South Africa is a semi-arid country with limited water resources, with increasingly reduced rainfall and number of rainy days during autumn, a season associated with high rainfall [11]; current groundwater-sourced acid mine drainage (AMD) water production is high due to previous mining activity, with an example being the 2500 m3 AMD/day draining into the West Rand Goldfields [12]. Instead of disposing of the BW into MWTPs, it can be redirected to support the passive treatment of AMD for the effective removal of sulphates. Current technologies and research studies in the nexus of BW and AMD are largely focusing on (1) the use of sludge containing sulphate-reducing bacteria treating BW for the anaerobic treatment of AMD in bioreactors [13] and (2) mine tailing treatment in bioreactors supported by anaerobic sludge generated using BW [14], with no studies focusing on the BW being used directly to support a passive system for the treatment of AMD—in particular, sulphate reduction using bacteria supported on BW while remediating AMD for water recovery to be used elsewhere, of which the primary step is sulphate removal. Furthermore, optimising such treatment systems adapted for local conditions, i.e., taking into account the unique characteristics of the AMD in South Africa, has never been attempted. For biological system model development, artificial neural networks (ANNs) and response surface methodology (RSM) have been reported as effective tools for process optimisation [15,16]. Therefore, an artificial neural network and a Box–Behnken design RSM were used to determine the better predictor of the performance of an anaerobic bioreactor designed specifically to treat South African AMD using BW as the primary carbon source in the Postgate medium. Furthermore, the novelty of using BW lies in the fact that it is usually discarded and not used for AMD remediation.

2. Materials and Methods

2.1. Chemical Reagents

Postgate medium B, herein referred to as Postgate medium, constitutes monopotassium phosphate (0.5 g/L), ammonium chloride (1.0 g/L), sodium sulphate (1.0 g/L), calcium chloride dihydrate (0.1 g/L), magnesium sulfate (2.0 g/L), yeast extract (1.0 g/L), ascorbic acid (0.1 g/L), thioglycolic acid (0.1 g/L), ferrous sulphate heptahydrate (0.5 g/L), sodium chloride (26 g/L), and sodium lactate (5 mL). The medium pH was 7–7.5. Sodium bromoethane sulphonate (98%, Merck, Modderfontein, South Africa) and sodium DL-lactate solution (60% w/w, Sigma-Aldrich, Modderfontein, South Africa) were used as received from the suppliers.

2.2. Bacterial Inoculum

The AMD sample was collected using a previously described procedure from a mining facility in South Africa [17]. The sulphate-reducing consortium was activated using selective modified Postgate isolation medium for the propagation of sulphate-reducing bacteria (SRB) at 35 °C and pH of 7 ± 0.2 in an anaerobic reactor. The constituents of the modified Postgate medium were as described earlier [17]. The black-grey colour of the medium signified positive growth of the sulphate-reducing consortium. The experiments were conducted in triplicate.

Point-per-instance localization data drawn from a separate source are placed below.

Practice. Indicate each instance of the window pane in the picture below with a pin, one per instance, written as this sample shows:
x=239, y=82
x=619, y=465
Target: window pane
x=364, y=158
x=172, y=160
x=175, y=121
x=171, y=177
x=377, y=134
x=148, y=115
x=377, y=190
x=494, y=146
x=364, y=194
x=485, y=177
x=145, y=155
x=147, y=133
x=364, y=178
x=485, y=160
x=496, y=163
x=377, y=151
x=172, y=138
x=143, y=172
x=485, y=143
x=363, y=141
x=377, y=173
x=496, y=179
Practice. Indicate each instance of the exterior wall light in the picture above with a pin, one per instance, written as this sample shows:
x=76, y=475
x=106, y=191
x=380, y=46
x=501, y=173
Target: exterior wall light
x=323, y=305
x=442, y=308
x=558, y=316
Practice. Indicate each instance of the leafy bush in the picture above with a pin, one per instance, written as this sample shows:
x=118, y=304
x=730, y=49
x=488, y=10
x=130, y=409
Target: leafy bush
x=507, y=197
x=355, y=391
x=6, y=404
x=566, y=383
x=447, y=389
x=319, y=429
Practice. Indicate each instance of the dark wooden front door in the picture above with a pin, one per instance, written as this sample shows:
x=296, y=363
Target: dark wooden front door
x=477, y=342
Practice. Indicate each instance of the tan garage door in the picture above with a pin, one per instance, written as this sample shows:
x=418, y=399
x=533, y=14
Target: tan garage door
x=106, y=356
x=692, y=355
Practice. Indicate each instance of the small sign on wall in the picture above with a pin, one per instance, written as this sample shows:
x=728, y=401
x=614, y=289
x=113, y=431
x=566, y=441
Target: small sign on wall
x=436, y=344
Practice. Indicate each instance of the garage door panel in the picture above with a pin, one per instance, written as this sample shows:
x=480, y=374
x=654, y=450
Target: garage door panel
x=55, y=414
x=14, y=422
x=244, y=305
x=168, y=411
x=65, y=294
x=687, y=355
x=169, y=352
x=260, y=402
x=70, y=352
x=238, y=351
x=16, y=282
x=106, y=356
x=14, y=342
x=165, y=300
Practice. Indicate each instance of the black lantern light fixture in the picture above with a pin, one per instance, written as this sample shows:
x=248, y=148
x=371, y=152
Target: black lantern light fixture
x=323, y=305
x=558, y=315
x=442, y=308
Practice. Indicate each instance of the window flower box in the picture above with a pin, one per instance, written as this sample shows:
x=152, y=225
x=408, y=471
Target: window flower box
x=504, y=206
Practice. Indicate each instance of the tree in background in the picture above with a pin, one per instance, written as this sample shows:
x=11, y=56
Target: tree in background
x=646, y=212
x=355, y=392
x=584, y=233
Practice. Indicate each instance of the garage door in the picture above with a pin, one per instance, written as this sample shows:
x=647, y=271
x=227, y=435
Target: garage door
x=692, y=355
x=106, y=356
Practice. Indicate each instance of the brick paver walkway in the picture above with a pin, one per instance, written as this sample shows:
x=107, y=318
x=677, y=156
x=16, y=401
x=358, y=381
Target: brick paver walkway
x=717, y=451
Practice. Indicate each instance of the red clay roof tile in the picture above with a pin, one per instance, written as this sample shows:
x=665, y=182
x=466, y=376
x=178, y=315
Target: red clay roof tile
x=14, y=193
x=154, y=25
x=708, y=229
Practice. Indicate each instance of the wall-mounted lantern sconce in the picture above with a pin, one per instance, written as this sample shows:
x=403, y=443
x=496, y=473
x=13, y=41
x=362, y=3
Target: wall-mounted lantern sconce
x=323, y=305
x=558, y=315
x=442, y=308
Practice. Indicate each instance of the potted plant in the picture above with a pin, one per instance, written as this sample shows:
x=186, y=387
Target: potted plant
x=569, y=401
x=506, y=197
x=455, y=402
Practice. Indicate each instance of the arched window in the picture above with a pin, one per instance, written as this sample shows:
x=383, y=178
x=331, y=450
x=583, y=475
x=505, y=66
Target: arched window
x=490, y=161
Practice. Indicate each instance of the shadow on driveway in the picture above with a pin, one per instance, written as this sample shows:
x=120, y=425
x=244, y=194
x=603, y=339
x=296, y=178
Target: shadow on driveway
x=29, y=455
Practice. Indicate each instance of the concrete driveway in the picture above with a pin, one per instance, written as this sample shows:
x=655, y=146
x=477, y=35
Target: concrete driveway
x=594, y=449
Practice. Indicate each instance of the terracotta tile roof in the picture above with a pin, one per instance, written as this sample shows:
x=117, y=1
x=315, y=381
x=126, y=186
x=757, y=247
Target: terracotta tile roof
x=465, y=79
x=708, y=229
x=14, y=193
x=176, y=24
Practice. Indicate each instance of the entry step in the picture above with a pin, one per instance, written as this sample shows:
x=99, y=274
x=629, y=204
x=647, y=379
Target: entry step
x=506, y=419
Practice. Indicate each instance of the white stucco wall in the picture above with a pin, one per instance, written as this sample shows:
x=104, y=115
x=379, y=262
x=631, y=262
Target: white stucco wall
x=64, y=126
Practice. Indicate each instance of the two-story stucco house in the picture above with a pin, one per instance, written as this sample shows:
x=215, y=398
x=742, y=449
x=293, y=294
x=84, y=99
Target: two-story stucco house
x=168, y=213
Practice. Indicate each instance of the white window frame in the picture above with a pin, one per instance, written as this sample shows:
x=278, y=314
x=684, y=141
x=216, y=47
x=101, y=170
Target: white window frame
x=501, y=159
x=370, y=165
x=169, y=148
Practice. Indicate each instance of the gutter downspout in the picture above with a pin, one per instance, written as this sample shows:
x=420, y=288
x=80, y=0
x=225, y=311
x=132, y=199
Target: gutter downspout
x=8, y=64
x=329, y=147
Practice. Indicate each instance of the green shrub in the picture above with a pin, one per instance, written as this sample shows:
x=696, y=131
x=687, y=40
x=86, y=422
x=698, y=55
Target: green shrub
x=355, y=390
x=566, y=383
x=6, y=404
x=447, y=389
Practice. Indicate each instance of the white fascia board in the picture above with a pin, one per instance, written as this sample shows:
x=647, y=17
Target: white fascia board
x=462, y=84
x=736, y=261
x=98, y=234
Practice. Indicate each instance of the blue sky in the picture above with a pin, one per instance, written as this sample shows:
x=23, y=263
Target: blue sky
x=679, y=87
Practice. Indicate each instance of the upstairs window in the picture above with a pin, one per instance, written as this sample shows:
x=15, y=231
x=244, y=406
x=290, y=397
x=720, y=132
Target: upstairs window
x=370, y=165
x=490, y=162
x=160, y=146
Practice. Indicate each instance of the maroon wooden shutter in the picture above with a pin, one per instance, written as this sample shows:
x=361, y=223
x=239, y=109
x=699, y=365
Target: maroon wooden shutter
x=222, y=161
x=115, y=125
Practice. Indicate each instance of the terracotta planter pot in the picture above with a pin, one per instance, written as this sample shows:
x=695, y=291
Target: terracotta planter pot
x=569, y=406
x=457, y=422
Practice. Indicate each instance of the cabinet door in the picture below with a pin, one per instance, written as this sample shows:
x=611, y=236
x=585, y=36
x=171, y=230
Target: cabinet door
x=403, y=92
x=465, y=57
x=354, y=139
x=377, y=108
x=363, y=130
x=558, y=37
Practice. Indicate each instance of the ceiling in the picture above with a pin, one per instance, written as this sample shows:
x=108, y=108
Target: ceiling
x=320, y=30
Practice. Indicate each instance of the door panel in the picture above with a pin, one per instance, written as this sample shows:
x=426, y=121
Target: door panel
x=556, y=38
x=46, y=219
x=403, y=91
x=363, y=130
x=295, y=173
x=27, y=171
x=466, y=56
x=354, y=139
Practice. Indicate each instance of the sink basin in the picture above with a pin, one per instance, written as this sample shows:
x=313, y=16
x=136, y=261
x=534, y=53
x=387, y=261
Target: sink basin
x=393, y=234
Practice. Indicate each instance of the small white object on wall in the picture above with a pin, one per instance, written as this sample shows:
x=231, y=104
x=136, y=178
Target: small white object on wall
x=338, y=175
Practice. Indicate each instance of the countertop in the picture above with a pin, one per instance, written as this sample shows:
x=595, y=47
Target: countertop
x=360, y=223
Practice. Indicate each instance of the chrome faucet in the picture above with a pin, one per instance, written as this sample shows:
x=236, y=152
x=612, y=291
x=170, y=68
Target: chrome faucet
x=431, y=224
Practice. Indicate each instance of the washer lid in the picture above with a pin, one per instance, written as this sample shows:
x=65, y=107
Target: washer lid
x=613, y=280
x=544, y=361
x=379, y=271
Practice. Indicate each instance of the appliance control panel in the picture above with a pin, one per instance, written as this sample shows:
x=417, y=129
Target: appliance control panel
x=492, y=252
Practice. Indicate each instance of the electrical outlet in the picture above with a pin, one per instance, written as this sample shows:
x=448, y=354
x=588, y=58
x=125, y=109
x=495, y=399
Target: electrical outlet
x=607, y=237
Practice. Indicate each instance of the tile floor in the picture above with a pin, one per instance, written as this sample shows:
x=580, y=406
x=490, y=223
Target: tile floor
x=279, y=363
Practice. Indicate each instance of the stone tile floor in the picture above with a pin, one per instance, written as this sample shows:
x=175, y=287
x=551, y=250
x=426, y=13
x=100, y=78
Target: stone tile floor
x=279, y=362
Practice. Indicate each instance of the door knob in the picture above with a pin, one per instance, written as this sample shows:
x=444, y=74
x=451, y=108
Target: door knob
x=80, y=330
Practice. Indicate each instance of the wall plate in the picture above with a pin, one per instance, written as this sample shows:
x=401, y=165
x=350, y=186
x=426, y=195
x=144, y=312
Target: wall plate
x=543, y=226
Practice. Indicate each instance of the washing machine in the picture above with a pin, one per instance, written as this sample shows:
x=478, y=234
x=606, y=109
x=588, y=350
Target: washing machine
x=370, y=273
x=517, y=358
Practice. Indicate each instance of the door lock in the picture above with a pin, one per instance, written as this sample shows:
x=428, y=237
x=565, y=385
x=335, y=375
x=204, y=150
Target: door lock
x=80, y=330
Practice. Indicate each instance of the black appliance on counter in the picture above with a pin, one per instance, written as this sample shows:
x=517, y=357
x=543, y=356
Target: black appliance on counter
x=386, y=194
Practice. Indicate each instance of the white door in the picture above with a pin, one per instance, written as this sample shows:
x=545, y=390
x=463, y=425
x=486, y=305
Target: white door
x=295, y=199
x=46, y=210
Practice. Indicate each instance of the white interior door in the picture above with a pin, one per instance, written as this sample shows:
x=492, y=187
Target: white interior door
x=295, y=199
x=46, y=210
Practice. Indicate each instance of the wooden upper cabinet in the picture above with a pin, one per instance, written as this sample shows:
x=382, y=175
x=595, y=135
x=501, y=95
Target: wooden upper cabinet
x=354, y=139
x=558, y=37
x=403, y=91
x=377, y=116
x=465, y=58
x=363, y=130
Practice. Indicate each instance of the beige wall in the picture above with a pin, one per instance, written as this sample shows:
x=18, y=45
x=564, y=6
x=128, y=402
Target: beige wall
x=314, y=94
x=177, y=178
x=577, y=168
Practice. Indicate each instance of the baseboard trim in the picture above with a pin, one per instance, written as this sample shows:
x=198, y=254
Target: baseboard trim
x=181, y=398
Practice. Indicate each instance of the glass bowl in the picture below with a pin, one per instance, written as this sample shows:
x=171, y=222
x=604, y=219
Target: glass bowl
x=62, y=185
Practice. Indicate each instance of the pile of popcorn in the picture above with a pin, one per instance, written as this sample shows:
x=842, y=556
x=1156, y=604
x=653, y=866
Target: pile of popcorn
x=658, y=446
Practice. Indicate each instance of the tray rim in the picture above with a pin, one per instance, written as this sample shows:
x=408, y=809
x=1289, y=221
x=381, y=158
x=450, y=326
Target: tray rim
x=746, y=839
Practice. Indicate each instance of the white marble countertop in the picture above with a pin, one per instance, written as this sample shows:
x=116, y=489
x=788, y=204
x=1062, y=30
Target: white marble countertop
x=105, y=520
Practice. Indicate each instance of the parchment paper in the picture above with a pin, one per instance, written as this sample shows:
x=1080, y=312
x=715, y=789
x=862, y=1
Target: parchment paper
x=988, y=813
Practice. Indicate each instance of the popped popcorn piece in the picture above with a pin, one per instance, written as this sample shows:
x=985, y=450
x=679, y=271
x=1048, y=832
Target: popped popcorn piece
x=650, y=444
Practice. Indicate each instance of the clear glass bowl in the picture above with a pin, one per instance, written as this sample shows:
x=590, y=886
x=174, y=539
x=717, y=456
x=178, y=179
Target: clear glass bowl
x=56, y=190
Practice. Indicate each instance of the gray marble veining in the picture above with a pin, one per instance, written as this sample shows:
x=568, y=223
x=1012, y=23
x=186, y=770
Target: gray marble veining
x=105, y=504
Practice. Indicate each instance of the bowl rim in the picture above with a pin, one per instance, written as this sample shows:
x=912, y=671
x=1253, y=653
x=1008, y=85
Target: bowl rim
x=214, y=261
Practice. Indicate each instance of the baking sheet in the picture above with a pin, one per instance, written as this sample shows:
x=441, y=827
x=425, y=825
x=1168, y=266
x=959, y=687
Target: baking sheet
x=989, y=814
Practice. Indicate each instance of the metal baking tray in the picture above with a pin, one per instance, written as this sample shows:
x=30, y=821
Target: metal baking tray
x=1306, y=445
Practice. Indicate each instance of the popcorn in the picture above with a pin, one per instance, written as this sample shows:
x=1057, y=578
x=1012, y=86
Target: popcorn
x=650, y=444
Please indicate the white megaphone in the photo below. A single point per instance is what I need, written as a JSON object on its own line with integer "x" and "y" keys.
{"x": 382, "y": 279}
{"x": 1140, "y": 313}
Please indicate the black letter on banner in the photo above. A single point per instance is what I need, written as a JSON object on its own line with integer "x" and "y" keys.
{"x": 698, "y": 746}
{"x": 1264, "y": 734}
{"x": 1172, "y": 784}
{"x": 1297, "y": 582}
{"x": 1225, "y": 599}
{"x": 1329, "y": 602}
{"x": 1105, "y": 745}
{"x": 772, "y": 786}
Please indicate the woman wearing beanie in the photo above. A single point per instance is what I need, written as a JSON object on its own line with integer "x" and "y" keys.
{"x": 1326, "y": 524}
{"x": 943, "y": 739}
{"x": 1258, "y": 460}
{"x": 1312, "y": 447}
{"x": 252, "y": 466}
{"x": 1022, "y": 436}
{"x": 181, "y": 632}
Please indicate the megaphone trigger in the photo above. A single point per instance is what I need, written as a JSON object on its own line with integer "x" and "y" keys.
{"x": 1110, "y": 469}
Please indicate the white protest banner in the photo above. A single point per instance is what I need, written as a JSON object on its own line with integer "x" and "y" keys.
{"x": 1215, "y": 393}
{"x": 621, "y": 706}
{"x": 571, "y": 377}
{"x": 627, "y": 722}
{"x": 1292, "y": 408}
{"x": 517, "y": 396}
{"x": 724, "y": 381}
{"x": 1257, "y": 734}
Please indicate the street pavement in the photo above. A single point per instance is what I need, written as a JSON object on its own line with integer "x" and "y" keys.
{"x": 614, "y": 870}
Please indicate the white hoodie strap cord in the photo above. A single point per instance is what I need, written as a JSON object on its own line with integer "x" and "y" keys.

2.3. Carbon Source Limiting Growth Test

A sterile bioreactor containing 100 mL AMD (8080 mg SO42−/L) was inoculated with 20% (v/v) SRB consortium in the Postgate medium. The characteristics of the AMD were as described in Akinpelu et al. [17]; i.e., the AMD had an E0 value of 229.5 mV, which is high, a fairly acidic pH of 2.98, and electrical conductivity of 7.84 mS/cm. SRB growth was observed on both the lactate (L) and BW, used as carbon sources at a feed rate of 0.05 g/L h in the Postgate medium. To minimise methanogenic activities, sodium bromoethane sulphonate (3.2 g/L) was added to the bioreactors. The bioreactors were incubated anaerobically at 35 °C, pH of 7 ± 0.2, in a rotary ZHICHENG shaker (model ZHYWY-1102) at 160 rpm (ZHICHENG Analytical Instruments Manufacturing Co. Ltd, Shanghai, China). The bioreactors were purged with nitrogen gas to displace the dissolved oxygen and then sealed with Parafilm tape to sustain the anaerobic conditions. Bioreactors without inoculum served as a control. The BW, collected from a beer plant in South Africa, contained protein (3.3 ±0.01 mg/mL), glucose (5 ± 0.02 mg/mL), fat (2.6 ± 0.03 mg/mL), lactose (5 ± 0.02 mg/mL), maltose (5 ± 0.03 mg/mL), sucrose (5 ± 0.02 mg/mL), fructose (5 ± 0.03 mg/mL), and dry matter (4.2 ± 0.02 mg/mL), as measured using a high-performance liquid chromatograph (HPLC, Agilent 1290 Infinity) (Chemetrix Export (Pty) Ltd, Johannesburg, South Africa); equipped with a 300 m × 7.8 mm Aminex HPX-97H column. The HPLC columns used isocratic conditions with water as the mobile phase at 0.6 mL/min and temperature as the main variable for control of the resolution (60–70 °C), according to the manufacturer’s manual for the separation of carbohydrates. Samples were taken at predetermined intervals for turbidity measurement in a GENESYSTM 10S UV/Visible spectrophotometer (Thermo Fisher Scientific, Waltham, MA, USA) at a wavelength of 600 nm. All procedures were performed in triplicate. Experimental errors were estimated as the standard deviation of a set of data (n = 3).

2.4. Experimental Set-Up

The experiments were done in 250 mL anaerobic bioreactors (35 °C, 160 rpm, N2 purged) and were initiated with 20% (v/v) inoculum in 100 mL Postgate medium for 48 h. Sodium bromoethane sulphonate (3.2 g/L) was added to the bioreactor to minimise methanogenic activity. Subsequently, 50 mL of AMD (8080 mg SO42−/L) was added, and the bioreactor was operated for 72 h at various pH, COD/SO42−, and BW levels specified by the Box–Behnken design in Table 1. All bioreactors, with or without inoculum, were conditioned to the various specified pre-set testing variables, and the pH of the cultures was adjusted using 0.1 M HCl (Lasec SA, Cape Town, South Africa); or 0.1 M NaOH (Lasec SA, Cape Town, South Africa); accordingly. The sulphate removal efficiency was estimated using Equation (1):
Removal (%) = [(CiCf)/Ci)] × 100,
where Ci and Cf are concentrations of sulphate (mg/L) in the initial and treated AMD, respectively.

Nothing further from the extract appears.